Working with administrative data can be complex and challenging. In this section, we address some of these challenges by providing explanations and insights to help you understand these complexities and use the data effectively:
Understanding data linkage
Records for individuals within administrative data often have unique identifiers - such as an NHS number or National Insurance Number. You can therefore link data by matching common identifiers across datasets. The resulting linked dataset is then de-identified and added to a trusted research environment, and researchers can apply for accreditation to access this dataset. Note that while linking data by matching common identifiers can be effective, it is not immune to error.
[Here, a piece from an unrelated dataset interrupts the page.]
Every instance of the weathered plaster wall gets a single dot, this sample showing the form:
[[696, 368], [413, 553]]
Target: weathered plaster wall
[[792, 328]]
Error in recording the unique identifier can still lead to (normally) small numbers of missed matches and false positives.
What if administrative data does not contain these identifiers? Can it still be linked?
Linking data using statistical methods
In England, Scotland, and Northern Ireland, most administrative datasets do not contain the identifiers described above. In these instances, different statistical methods must be used to match individuals on the basis of identifiable characteristics - such as their name and postcode. Approaches to link data include clerical (i.e. manual), deterministic, and probabilistic methods - or some combination of these.
It is important for researchers to understand how the data has been processed before, during, and after linkage. This is because processing methods can cause biases in the data. During linkage, for example, match-rate errors might not be random for different reasons - such as if there is a higher frequency of spelling errors during data collection for individuals with foreign names. These individuals may therefore be less likely to appear in the linked dataset if the linkage algorithm matches individuals based on their names. Such linkage errors disproportionately affect disadvantaged groups, and can undermine data analyses and any evidence generated.
Resources and training
To learn more about the principles and execution of data linkages, explore the following resources:
- An Office for National Statistics working paper on the development of their data linkage methods for data hosted on secure distributed computer systems
- A cross-government review with contributed articles on linkage methods and recommendations for government data linkage
- GUILD: GUidance for Information about Linking Data sets
- A two-day Introduction to data linkage course, delivered by the National Centre for Research Methods
- Interactive blogs on probabilistic linkage
- Introduction to Splink: a software package for probabilistic record linkage at scale
- Tutorials and demos using the Splink data linkage tool.
You can also explore the below slide deck on dealing with personal identifiable information and attribute data in data linkage and research.
Dealing with messy and complex data
Administrative data is by nature not primarily intended for statistical or research work. This can create 'messy' datasets which may contain missing values, duplicated records, inconsistent formats, or incorrect entries. What issues can arise from ‘messy’ data, how can they be dealt with, and what are the implications for interpreting and presenting research outcomes and statistics?
The two slide decks provided here are versions of those used at in-person workshop at the ADR UK Conference 2023, which aimed to answer these questions. Participants included academics, data owners and analysts.
The slides include definitions and principles that should be followed. They then move on to how data can best be structured to facilitate analysis - from simple flat tables, to the use of spines and indices, to relational databases and graph databases. Messiness and error are then covered, as well as approaches to addressing error and its impact on linkage and analysis.
Additional resources are provided at the end of the second slide deck.